We also read in Acts 2:42 concerning the church at Jerusalem, "And they continued steadfastly in the apostles’ doctrine and fellowship, in breaking of bread and in prayers." Again we see the first century church was steadfast or regular in the breaking of bread which is their observance of the Lord’s Supper. But later men in denominational groups chose to partake of the Lord’s Supper less frequently. Should we be any less regular than the church in the first century? According to what we have seen in the scriptures, we are to both give and partake of the Lord’s Supper every first day of the week. Could the Bible be any clearer concerning the Lord’s Supper?
Another perversion of the Lord’s Supper occurred when men introduced the absurd doctrine of transubstantiation in the Decrees of the Council of Trent, which met from 1545 to 1563 A.D. This decree devised by men stated that the bread and the fruit of the vine are converted miraculously into the literal body and blood of Jesus when we partake of it. It is sad that men would dare to pervert the Lord’s Supper into such a mockery.

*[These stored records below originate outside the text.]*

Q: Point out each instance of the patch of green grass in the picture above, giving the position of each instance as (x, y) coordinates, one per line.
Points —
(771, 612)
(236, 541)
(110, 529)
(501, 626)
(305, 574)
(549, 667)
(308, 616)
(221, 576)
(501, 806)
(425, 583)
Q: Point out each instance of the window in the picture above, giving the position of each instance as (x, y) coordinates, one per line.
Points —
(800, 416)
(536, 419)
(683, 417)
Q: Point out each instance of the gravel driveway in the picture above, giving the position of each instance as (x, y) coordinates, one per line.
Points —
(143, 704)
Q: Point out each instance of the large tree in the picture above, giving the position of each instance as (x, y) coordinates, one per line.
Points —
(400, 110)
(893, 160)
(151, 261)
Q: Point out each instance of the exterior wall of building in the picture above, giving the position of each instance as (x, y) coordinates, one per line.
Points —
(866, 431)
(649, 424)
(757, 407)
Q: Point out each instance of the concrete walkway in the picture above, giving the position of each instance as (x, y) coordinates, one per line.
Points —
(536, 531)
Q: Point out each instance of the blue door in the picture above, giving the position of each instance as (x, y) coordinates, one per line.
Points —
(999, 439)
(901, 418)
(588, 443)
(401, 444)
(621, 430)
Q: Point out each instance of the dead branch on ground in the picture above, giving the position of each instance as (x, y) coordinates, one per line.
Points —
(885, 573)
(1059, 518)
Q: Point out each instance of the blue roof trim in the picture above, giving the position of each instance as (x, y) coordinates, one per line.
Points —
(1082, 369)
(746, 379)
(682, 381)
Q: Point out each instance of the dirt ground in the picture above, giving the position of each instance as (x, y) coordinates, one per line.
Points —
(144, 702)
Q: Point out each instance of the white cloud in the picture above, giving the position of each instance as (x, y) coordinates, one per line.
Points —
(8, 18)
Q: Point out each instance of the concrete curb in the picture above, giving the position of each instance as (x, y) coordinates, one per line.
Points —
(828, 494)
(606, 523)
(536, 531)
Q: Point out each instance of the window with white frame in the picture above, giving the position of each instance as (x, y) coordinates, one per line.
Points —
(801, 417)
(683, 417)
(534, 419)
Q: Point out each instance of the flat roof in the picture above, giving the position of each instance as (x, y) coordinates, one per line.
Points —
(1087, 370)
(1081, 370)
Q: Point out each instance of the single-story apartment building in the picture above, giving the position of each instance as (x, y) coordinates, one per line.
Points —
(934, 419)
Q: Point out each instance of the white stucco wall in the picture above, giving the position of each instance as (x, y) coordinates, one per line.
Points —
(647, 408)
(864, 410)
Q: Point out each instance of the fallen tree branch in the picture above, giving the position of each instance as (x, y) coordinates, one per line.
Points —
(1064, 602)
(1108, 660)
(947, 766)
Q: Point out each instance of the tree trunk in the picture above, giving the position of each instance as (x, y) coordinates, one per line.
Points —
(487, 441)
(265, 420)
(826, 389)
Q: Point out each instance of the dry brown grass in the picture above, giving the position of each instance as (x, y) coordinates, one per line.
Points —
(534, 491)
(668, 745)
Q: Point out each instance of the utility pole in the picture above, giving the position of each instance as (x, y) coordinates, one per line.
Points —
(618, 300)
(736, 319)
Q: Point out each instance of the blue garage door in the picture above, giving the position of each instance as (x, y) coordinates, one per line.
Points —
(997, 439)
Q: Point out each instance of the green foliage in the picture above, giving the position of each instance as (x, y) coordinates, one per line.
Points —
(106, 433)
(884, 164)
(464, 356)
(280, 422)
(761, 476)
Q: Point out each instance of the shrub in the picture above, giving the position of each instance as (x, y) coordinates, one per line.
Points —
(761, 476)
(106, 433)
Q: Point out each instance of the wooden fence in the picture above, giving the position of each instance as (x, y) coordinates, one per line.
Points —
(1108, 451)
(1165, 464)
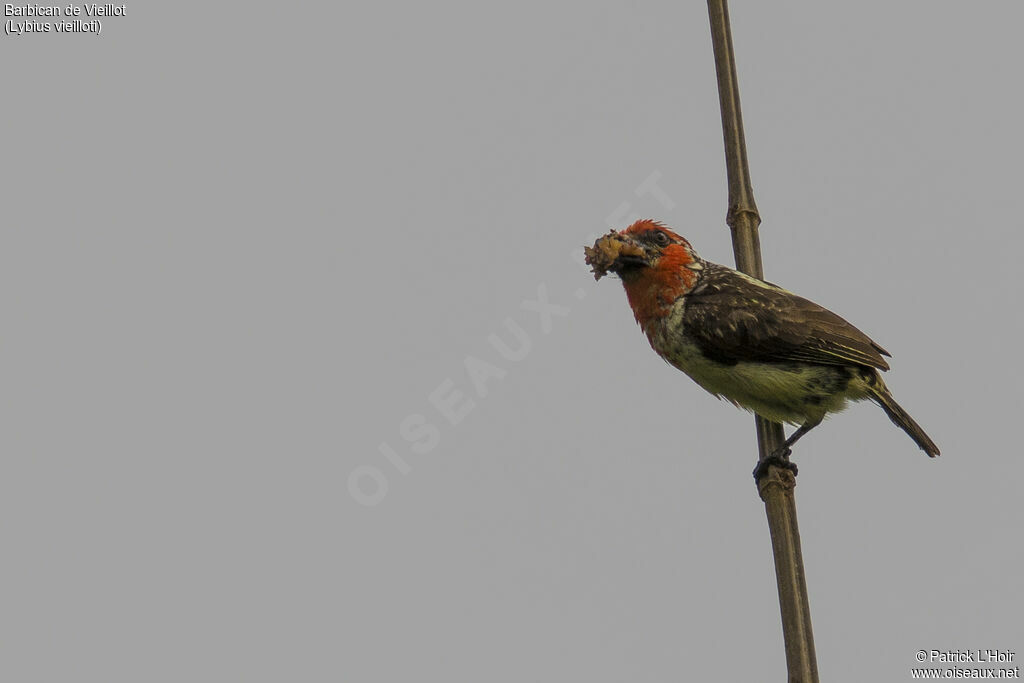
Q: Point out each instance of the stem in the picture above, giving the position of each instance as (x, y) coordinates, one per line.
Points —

It is ridiculous to place literal interpretations on symbolic language. In John 15: 5 Jesus says, "I am the vine, you are the branches." Here Jesus is using figurative language because we know He is not a literal vine and we are not literal branches. In John 10:9 Jesus said, "I am the door." But again He uses symbolic language. Concerning the Lord’s Supper Jesus said in 1 Corinthians 11:25, "this do in remembrance of Me." The Lord’s Supper is designed to help us remember what the Lord did for us. And as we partake of it as 1 Corinthians 11:26 says, "you proclaim the Lord’s death till He comes". We are showing the world that we believe that Jesus died for our sins.
Let’s not pervert the memorial of what the Lord did for us. But as we partake of the Lord’s Supper every first day of the week in spirit and in truth, let us steadfastly "proclaim the Lord’s death till he comes" again.